This work addresses the challenge in black-box optimization of balancing global exploration with rapid local convergence. To this end, the authors propose the LAGO framework, which synergistically combines gradient-enhanced Bayesian optimization and trust-region local optimization through an adaptive competition mechanism. At each iteration, LAGO generates candidate points in parallel from both global and local strategies and dynamically selects the evaluation point based on predicted improvement. A key innovation lies in decoupling global exploration and local refinement at the candidate generation stage, while introducing a length-scale-based minimum distance criterion to filter local data, thereby mitigating numerical instability and ensuring both global coverage and efficient local convergence. Experimental results demonstrate that LAGO significantly outperforms conventional nonlinear local optimization methods on smooth functions, achieving superior global exploration capability alongside fast local convergence.

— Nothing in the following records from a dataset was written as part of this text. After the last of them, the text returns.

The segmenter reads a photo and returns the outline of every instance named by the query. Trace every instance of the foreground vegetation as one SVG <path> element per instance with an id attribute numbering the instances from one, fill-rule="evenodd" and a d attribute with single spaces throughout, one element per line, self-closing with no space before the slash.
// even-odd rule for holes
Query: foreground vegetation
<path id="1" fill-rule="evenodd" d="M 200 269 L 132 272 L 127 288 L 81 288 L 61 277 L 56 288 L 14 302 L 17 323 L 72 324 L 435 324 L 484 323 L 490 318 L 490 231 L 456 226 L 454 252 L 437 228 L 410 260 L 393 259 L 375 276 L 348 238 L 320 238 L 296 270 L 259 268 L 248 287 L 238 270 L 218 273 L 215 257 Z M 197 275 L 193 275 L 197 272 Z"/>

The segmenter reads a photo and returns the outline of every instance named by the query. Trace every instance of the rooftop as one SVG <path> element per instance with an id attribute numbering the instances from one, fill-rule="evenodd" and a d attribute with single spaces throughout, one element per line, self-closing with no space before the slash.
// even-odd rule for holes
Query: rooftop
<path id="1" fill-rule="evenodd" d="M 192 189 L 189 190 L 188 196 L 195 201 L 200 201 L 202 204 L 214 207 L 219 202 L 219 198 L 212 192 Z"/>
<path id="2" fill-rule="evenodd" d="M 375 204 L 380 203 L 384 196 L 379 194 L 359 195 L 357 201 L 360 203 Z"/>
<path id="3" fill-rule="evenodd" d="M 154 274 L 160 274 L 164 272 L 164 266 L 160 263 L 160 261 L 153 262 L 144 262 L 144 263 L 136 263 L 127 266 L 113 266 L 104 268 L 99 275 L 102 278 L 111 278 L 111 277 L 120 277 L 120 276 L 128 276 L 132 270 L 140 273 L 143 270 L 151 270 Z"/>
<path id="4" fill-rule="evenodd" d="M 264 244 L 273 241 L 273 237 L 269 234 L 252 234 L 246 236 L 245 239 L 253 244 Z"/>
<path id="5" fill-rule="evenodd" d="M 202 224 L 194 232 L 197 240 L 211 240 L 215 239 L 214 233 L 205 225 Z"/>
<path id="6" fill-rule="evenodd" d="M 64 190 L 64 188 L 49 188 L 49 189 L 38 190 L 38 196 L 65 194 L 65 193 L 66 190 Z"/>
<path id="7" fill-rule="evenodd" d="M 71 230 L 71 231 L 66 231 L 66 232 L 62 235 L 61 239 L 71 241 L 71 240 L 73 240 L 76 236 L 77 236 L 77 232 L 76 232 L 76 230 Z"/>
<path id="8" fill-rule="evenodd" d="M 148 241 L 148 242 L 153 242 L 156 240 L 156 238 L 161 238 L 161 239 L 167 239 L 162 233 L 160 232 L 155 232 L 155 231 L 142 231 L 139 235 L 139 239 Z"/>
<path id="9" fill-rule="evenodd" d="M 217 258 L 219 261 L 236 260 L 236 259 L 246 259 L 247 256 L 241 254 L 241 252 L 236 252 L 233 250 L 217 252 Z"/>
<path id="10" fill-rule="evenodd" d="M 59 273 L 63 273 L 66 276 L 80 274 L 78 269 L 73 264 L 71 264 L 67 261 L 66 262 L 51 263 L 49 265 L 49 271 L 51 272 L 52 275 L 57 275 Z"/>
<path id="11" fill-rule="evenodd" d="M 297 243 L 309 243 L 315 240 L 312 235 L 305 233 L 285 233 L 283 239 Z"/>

We introduce LAGO, a LocAl-Global Optimization algorithm that combines gradient-enhanced Bayesian Optimization (BO) with gradient-based trust region local refinement through an adaptive competition mechanism. At each iteration, global and local optimization strategies independently propose candidate points, and the next evaluation is selected based on predicted improvement. LAGO separates global exploration from local refinement at the proposal level: the BO acquisition function is optimized outside the active trust region, while local function and gradient evaluations are incorporated into the global gradient-enhanced Gaussian process only when they satisfy a lengthscale-based minimum-distance criterion, reducing the risk of numerical instability during the local exploitation. This enables efficient local refinement when reaching promising regions, without sacrificing a global search of the design space. As a result, the method achieves an improved exploration of the full design space compared to standard non-linear local optimization algorithms for smooth functions, while maintaining fast local convergence in regions of interest.